I'll second dwhatley, however I wouldn't suggest chromis as cycling fish, they tend to have high mortality rates...

A clown would be the best option if you want a fish... easy(ER) to catch (don't be fooled though), and still very hardy... the goldfish of salt water
 
Sorry if my post suggested chromis, I was trying to say the opposite, they are equally as bad as damsels to remove (maybe harder). I started to suggest clowns but I am not sure about putting them in a new tank (mine are in my oldest tank and do well but they were put there as a colony experiment, not for cycling).
 
Didn't end up with any fish, just a bunch of small snails and some mithrax crabs and peppermint shrimp (which do a remarkable cleaning job in the couple weeks they've been in there.)

One of the live rocks sprouted two of what I thought was some kind of blue flower, but after some internet searching appear to be blue "feather duster" worms. Apparently these things need to be fed brine shrimp, so I'm wondering how they lived this long and why they just now appeared. Pretty cool that something so colorful appeared out of nowhere.
 
I like to feed my feather dusters (blue sounds like a Christmas tree worm - always wanted some of those but they typically live in porites and you need to keep THAT alive to keep the worms happy) Cyclop-eeze (frozen not dried :mrgreen:). It is an all around good food for any reef tank and low on the pollution end.
 
I was debating about christmas tree worm but structurally it looks more like a feather duster... it's color does look like the christmas tree guys though. The rock is actually shaped much like a porite coral (knobs and branches) but is clearly not... maybe a very long dead porite? Not sure how that stuff works, the rock is very porous too so something that died and calcified would make sense (it is softer than the other rocks).

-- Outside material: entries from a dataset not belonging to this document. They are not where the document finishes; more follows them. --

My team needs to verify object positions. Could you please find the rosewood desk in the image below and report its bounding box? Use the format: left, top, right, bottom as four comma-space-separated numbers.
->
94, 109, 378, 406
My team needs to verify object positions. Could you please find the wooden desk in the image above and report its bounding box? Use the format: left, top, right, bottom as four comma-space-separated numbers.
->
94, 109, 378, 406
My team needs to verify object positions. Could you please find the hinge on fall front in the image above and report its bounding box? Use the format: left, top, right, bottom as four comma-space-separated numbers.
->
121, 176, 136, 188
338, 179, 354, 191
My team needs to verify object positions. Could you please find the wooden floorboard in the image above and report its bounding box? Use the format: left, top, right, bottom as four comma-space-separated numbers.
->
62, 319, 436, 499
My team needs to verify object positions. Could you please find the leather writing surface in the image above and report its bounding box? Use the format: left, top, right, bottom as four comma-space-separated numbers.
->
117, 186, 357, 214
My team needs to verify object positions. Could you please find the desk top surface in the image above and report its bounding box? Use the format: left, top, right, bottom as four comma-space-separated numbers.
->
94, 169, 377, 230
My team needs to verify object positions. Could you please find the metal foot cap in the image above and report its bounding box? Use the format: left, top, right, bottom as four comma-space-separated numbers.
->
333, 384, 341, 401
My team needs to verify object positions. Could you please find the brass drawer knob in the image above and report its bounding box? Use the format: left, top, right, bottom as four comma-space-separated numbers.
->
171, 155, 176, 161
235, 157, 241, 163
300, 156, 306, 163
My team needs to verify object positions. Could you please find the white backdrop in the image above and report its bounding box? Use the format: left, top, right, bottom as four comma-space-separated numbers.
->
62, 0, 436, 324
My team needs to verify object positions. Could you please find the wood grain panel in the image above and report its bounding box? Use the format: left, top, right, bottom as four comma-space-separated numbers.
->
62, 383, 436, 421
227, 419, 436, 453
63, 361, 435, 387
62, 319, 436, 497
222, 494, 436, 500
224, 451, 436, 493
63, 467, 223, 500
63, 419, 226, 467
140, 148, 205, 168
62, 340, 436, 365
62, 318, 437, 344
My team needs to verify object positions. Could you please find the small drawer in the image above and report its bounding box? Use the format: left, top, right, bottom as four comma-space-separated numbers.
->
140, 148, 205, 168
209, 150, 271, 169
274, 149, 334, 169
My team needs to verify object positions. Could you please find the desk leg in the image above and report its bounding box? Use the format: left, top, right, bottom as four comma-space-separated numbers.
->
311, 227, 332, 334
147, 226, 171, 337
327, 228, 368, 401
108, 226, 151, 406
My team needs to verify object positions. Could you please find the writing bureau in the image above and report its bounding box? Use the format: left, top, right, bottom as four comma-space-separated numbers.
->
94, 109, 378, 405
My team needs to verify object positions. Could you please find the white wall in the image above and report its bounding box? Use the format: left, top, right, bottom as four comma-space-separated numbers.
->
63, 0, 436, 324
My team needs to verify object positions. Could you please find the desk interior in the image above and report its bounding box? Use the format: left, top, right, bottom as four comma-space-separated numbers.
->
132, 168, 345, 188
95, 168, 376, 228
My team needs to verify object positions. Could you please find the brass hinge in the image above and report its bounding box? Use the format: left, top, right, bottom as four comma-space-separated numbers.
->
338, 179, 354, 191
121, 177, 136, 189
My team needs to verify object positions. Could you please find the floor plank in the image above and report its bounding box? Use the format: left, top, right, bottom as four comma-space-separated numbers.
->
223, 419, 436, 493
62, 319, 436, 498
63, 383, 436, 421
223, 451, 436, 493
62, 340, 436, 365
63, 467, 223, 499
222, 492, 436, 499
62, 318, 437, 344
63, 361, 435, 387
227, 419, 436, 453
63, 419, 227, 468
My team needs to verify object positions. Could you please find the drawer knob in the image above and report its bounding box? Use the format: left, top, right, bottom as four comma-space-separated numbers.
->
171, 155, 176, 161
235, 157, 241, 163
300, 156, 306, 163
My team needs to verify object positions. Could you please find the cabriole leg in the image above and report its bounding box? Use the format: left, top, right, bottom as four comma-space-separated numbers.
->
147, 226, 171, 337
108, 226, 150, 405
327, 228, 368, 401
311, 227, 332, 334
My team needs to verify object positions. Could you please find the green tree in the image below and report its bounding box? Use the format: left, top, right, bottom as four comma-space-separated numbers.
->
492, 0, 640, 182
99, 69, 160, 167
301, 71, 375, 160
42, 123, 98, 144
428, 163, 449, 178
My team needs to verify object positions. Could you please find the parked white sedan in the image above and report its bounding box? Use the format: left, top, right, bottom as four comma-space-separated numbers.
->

I think I'll try feeding it, as it is in the smaller tank which is inhabited by nothing but water, sand, and rocks... it's way too cool looking to let it starve.
 
So the tank has cycled now for 2 months this coming weekend, ammonia and nitrite have not shown on a water test in 6 weeks, and the nitrates have been consistent around 10ppm for 3-4 weeks. I think I'll start looking around for availability... something needs to let the peppermint shrimp know they don't run the place. Will Shrimp pester an octopus? I watched one kill one of the cleanup crabs (I was both impressed and surprised).
 
Peps can be very aggressive and will gang up on small creatures even if they are not ailing. I prefer to keep only one in an aquarium (but I like to keep one as they do a fair job of eating new aptasia - not large ones though). The collector I do webwork for has seen them team up on, kill and consume convict fish. Octos will eat them if they can catch them and a pesky one won't be around long. I had two in the tank before Beldar came (there was nothing for them to bother in the tank and I needed aptasia help) and one got too curious, the other stays well away and I can tell if Beldar decides to come through an opening where it is hanging out (swaying) because it will flee two seconds before the arms appear.

A more mature tank would be desirable even though your readings are stable.
 
I'm going on the assumption it'll probably still be (at least) a few weeks to locate and have it shipped... so said the local fish store guy anyway.